Regardless of your chosen strategy, follow these best practices:

  1. Document your strategy - Include merge strategy guidelines in CONTRIBUTING.md

  2. Automate enforcement - Use branch protection rules and CI/CD checks

  3. Use conventional commits - Adopt Conventional Commits syntax for clear history:
    feat(aws): add support for EKS Fargate profiles
    fix(azure): resolve AKS RBAC configuration issue
    docs(gcp): update GKE cluster setup instructions
    
  4. Consider GitOps workflows - For environments managed through GitOps:
    # Create an environment-specific branch for GitOps controllers
    git checkout -b env/production
    # Merge changes from main with commit history preserved
    git merge --no-ff main
    
  5. Implement PR templates - Create templates that enforce proper change documentation:
    ## Description
    [Description of changes]
       
    ## Cloud Providers Affected
    - [ ] AWS
    - [ ] Azure
    - [ ] GCP
       
    ## Testing Performed
    [Description of testing]
       
    ## Merge Strategy
    - [ ] Standard merge (non-linear)
    - [ ] Squash commit
    - [ ] Rebase and merge
    

Handling Hotfixes and Emergency Changes

For critical fixes that need to be applied quickly:

# Create hotfix branch from main
git checkout -b hotfix/critical-security-fix main

# Make changes and commit
git add .
git commit -m "fix: resolve critical security vulnerability in IAM policy"

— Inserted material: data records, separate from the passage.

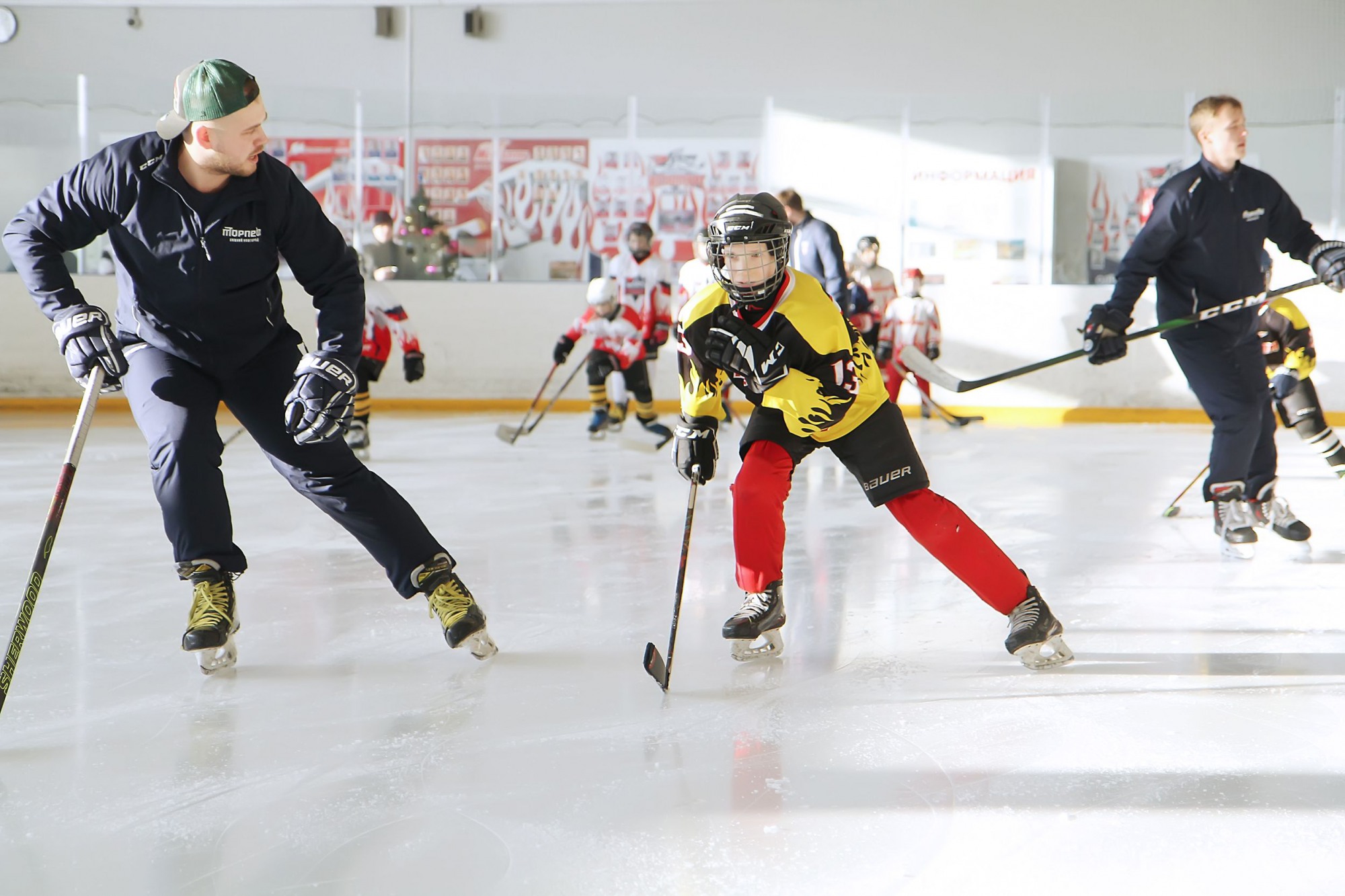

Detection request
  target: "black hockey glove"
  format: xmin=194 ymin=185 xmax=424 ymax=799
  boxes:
xmin=551 ymin=333 xmax=574 ymax=364
xmin=1270 ymin=367 xmax=1298 ymax=401
xmin=1307 ymin=239 xmax=1345 ymax=292
xmin=402 ymin=351 xmax=425 ymax=382
xmin=672 ymin=417 xmax=720 ymax=486
xmin=705 ymin=308 xmax=790 ymax=393
xmin=51 ymin=305 xmax=126 ymax=391
xmin=285 ymin=351 xmax=355 ymax=445
xmin=1084 ymin=305 xmax=1131 ymax=364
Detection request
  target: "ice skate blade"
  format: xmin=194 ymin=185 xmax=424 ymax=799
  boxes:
xmin=729 ymin=628 xmax=784 ymax=663
xmin=1013 ymin=635 xmax=1075 ymax=670
xmin=1219 ymin=541 xmax=1256 ymax=560
xmin=459 ymin=628 xmax=500 ymax=659
xmin=192 ymin=635 xmax=238 ymax=676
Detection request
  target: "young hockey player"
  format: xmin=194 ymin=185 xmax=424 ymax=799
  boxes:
xmin=850 ymin=237 xmax=897 ymax=347
xmin=1084 ymin=95 xmax=1345 ymax=560
xmin=674 ymin=192 xmax=1073 ymax=669
xmin=4 ymin=59 xmax=495 ymax=673
xmin=551 ymin=277 xmax=672 ymax=448
xmin=607 ymin=220 xmax=672 ymax=427
xmin=346 ymin=280 xmax=425 ymax=460
xmin=878 ymin=268 xmax=943 ymax=417
xmin=1254 ymin=251 xmax=1345 ymax=481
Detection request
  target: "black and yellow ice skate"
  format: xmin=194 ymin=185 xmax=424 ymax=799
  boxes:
xmin=1005 ymin=585 xmax=1075 ymax=669
xmin=178 ymin=560 xmax=238 ymax=676
xmin=412 ymin=555 xmax=499 ymax=659
xmin=721 ymin=579 xmax=784 ymax=662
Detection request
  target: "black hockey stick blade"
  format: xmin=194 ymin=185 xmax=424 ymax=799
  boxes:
xmin=644 ymin=641 xmax=668 ymax=690
xmin=495 ymin=423 xmax=523 ymax=445
xmin=901 ymin=277 xmax=1322 ymax=391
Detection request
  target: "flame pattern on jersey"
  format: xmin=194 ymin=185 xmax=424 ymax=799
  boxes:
xmin=1256 ymin=296 xmax=1317 ymax=379
xmin=678 ymin=268 xmax=888 ymax=441
xmin=607 ymin=251 xmax=672 ymax=344
xmin=565 ymin=305 xmax=644 ymax=370
xmin=360 ymin=281 xmax=421 ymax=364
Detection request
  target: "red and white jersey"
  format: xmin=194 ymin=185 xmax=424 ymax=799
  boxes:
xmin=878 ymin=296 xmax=943 ymax=358
xmin=565 ymin=305 xmax=644 ymax=370
xmin=854 ymin=263 xmax=897 ymax=320
xmin=360 ymin=280 xmax=420 ymax=363
xmin=671 ymin=258 xmax=714 ymax=319
xmin=607 ymin=251 xmax=672 ymax=344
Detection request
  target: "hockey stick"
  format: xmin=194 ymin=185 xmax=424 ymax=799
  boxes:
xmin=495 ymin=362 xmax=561 ymax=445
xmin=1163 ymin=464 xmax=1209 ymax=517
xmin=0 ymin=366 xmax=104 ymax=709
xmin=644 ymin=464 xmax=701 ymax=693
xmin=901 ymin=277 xmax=1322 ymax=391
xmin=901 ymin=371 xmax=985 ymax=427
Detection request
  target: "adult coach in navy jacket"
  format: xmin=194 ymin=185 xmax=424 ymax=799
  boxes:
xmin=1084 ymin=97 xmax=1345 ymax=559
xmin=4 ymin=59 xmax=495 ymax=673
xmin=775 ymin=190 xmax=854 ymax=311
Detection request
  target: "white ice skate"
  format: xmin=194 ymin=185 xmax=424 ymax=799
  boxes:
xmin=721 ymin=580 xmax=784 ymax=662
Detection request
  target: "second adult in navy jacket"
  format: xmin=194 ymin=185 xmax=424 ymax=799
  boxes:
xmin=1107 ymin=159 xmax=1321 ymax=339
xmin=4 ymin=132 xmax=364 ymax=375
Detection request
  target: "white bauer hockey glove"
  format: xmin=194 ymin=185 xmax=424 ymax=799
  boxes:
xmin=285 ymin=351 xmax=355 ymax=445
xmin=51 ymin=305 xmax=126 ymax=393
xmin=705 ymin=309 xmax=790 ymax=393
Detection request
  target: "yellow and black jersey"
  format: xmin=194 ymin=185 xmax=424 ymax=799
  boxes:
xmin=678 ymin=268 xmax=888 ymax=441
xmin=1256 ymin=296 xmax=1317 ymax=379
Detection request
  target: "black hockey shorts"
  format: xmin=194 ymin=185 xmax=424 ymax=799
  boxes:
xmin=738 ymin=401 xmax=929 ymax=507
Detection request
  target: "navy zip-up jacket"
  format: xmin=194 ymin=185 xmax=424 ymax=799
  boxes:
xmin=4 ymin=133 xmax=364 ymax=375
xmin=1107 ymin=157 xmax=1321 ymax=339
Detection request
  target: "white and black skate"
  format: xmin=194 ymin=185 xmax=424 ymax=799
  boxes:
xmin=1247 ymin=478 xmax=1313 ymax=541
xmin=1005 ymin=585 xmax=1075 ymax=669
xmin=721 ymin=580 xmax=784 ymax=662
xmin=178 ymin=560 xmax=238 ymax=676
xmin=346 ymin=419 xmax=369 ymax=460
xmin=1209 ymin=482 xmax=1256 ymax=560
xmin=412 ymin=555 xmax=499 ymax=659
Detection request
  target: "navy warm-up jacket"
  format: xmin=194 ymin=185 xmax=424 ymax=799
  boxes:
xmin=790 ymin=211 xmax=851 ymax=313
xmin=4 ymin=133 xmax=364 ymax=374
xmin=1107 ymin=159 xmax=1321 ymax=339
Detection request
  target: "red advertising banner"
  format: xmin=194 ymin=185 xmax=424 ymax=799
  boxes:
xmin=266 ymin=137 xmax=405 ymax=239
xmin=414 ymin=138 xmax=494 ymax=257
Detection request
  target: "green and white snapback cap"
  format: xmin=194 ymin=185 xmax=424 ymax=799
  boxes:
xmin=155 ymin=59 xmax=261 ymax=140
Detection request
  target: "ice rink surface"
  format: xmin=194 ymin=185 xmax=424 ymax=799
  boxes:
xmin=0 ymin=414 xmax=1345 ymax=896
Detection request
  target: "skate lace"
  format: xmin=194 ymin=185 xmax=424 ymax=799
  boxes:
xmin=1217 ymin=498 xmax=1254 ymax=538
xmin=425 ymin=576 xmax=472 ymax=628
xmin=733 ymin=594 xmax=771 ymax=619
xmin=187 ymin=573 xmax=234 ymax=628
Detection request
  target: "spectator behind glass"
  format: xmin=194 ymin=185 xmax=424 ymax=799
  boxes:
xmin=364 ymin=211 xmax=402 ymax=281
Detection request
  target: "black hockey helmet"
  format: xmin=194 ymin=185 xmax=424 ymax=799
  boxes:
xmin=707 ymin=192 xmax=794 ymax=305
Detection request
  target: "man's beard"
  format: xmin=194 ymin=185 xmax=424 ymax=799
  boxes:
xmin=200 ymin=151 xmax=260 ymax=177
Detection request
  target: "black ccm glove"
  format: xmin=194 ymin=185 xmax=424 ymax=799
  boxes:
xmin=1084 ymin=305 xmax=1131 ymax=364
xmin=551 ymin=333 xmax=574 ymax=364
xmin=51 ymin=305 xmax=126 ymax=391
xmin=285 ymin=351 xmax=355 ymax=445
xmin=402 ymin=351 xmax=425 ymax=382
xmin=705 ymin=308 xmax=790 ymax=393
xmin=1307 ymin=239 xmax=1345 ymax=292
xmin=672 ymin=417 xmax=720 ymax=486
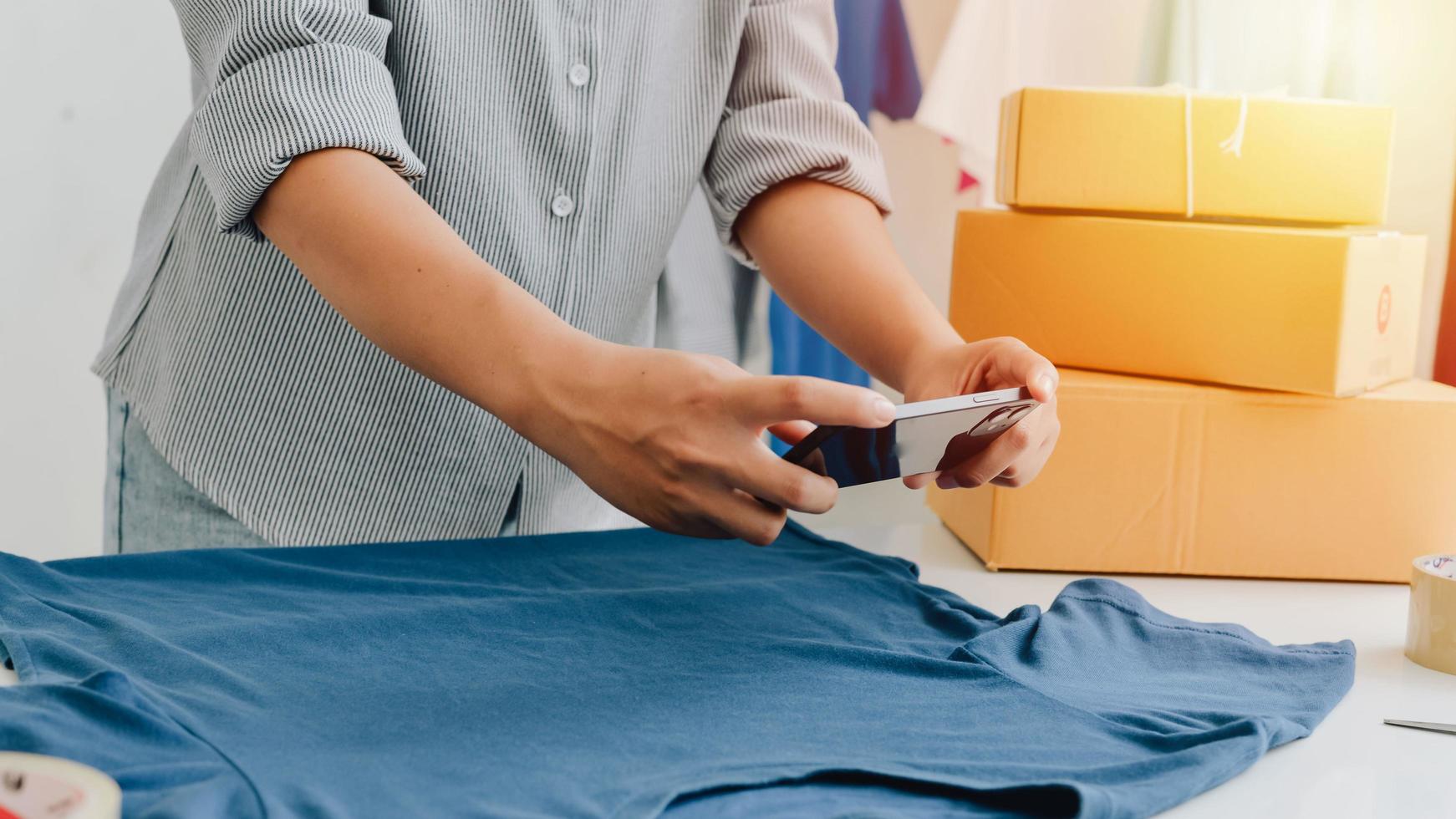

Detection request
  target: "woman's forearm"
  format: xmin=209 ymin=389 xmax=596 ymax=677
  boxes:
xmin=736 ymin=179 xmax=962 ymax=391
xmin=255 ymin=149 xmax=591 ymax=430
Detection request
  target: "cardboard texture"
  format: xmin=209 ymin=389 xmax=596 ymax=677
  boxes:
xmin=996 ymin=89 xmax=1392 ymax=224
xmin=928 ymin=369 xmax=1456 ymax=583
xmin=951 ymin=211 xmax=1425 ymax=395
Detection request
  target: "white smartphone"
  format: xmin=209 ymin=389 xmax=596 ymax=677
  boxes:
xmin=783 ymin=387 xmax=1040 ymax=486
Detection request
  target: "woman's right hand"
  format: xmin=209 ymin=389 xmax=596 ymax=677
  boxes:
xmin=522 ymin=340 xmax=895 ymax=546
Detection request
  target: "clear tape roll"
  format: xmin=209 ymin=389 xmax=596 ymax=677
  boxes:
xmin=0 ymin=750 xmax=121 ymax=819
xmin=1405 ymin=554 xmax=1456 ymax=674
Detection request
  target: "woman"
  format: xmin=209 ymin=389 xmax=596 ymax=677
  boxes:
xmin=96 ymin=0 xmax=1057 ymax=552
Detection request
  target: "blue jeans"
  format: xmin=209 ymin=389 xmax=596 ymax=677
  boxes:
xmin=102 ymin=390 xmax=520 ymax=554
xmin=102 ymin=390 xmax=269 ymax=554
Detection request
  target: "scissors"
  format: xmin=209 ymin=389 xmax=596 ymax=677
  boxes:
xmin=1385 ymin=720 xmax=1456 ymax=733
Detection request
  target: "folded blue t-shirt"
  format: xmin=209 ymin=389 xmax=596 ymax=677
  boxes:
xmin=0 ymin=524 xmax=1354 ymax=819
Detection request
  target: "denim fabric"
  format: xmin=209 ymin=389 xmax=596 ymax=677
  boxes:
xmin=102 ymin=390 xmax=268 ymax=554
xmin=0 ymin=525 xmax=1354 ymax=819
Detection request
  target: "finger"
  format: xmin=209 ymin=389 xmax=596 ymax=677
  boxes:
xmin=728 ymin=375 xmax=895 ymax=429
xmin=936 ymin=407 xmax=1046 ymax=489
xmin=708 ymin=489 xmax=787 ymax=546
xmin=991 ymin=424 xmax=1061 ymax=487
xmin=726 ymin=446 xmax=838 ymax=515
xmin=993 ymin=342 xmax=1061 ymax=403
xmin=900 ymin=471 xmax=940 ymax=489
xmin=769 ymin=420 xmax=814 ymax=446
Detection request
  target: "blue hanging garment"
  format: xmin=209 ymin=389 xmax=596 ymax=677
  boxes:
xmin=0 ymin=524 xmax=1354 ymax=819
xmin=769 ymin=0 xmax=920 ymax=454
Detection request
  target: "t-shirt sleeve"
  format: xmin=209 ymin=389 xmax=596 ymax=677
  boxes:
xmin=961 ymin=579 xmax=1354 ymax=748
xmin=173 ymin=0 xmax=425 ymax=238
xmin=0 ymin=670 xmax=263 ymax=819
xmin=703 ymin=0 xmax=891 ymax=265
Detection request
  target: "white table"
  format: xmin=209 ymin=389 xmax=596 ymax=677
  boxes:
xmin=822 ymin=525 xmax=1456 ymax=819
xmin=0 ymin=525 xmax=1456 ymax=819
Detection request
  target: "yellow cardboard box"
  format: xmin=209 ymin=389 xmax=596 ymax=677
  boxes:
xmin=996 ymin=89 xmax=1392 ymax=224
xmin=928 ymin=369 xmax=1456 ymax=583
xmin=951 ymin=211 xmax=1425 ymax=395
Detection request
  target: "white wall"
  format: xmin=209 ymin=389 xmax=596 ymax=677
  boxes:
xmin=0 ymin=0 xmax=188 ymax=558
xmin=0 ymin=0 xmax=1456 ymax=558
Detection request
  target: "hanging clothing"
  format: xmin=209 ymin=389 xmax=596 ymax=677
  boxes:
xmin=916 ymin=0 xmax=1162 ymax=204
xmin=0 ymin=524 xmax=1354 ymax=819
xmin=769 ymin=0 xmax=920 ymax=452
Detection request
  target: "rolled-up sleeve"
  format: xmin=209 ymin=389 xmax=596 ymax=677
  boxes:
xmin=173 ymin=0 xmax=425 ymax=238
xmin=703 ymin=0 xmax=889 ymax=263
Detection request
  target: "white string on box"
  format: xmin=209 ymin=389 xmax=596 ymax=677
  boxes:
xmin=1183 ymin=87 xmax=1250 ymax=218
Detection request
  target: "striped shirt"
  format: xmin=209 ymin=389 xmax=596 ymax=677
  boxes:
xmin=94 ymin=0 xmax=888 ymax=544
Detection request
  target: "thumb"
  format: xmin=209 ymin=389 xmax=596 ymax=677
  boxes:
xmin=769 ymin=420 xmax=814 ymax=446
xmin=999 ymin=346 xmax=1060 ymax=403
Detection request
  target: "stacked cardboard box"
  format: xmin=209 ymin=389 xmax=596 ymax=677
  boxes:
xmin=929 ymin=89 xmax=1456 ymax=582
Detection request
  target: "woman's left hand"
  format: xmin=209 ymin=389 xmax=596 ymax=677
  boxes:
xmin=904 ymin=338 xmax=1061 ymax=489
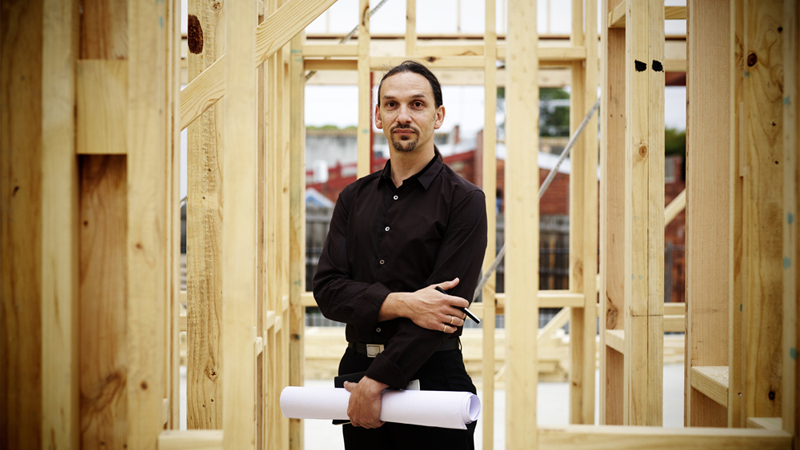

# Create PR for review and merge directly to main
# After merging to main, cherry-pick to other environment branches if needed
git checkout env/production
git cherry-pick [commit-hash]

Conclusion

Choose the merge strategy that best aligns with your team’s workflow, project requirements, and organizational policies. Document your chosen approach and enforce it through automation to ensure consistency across your codebase.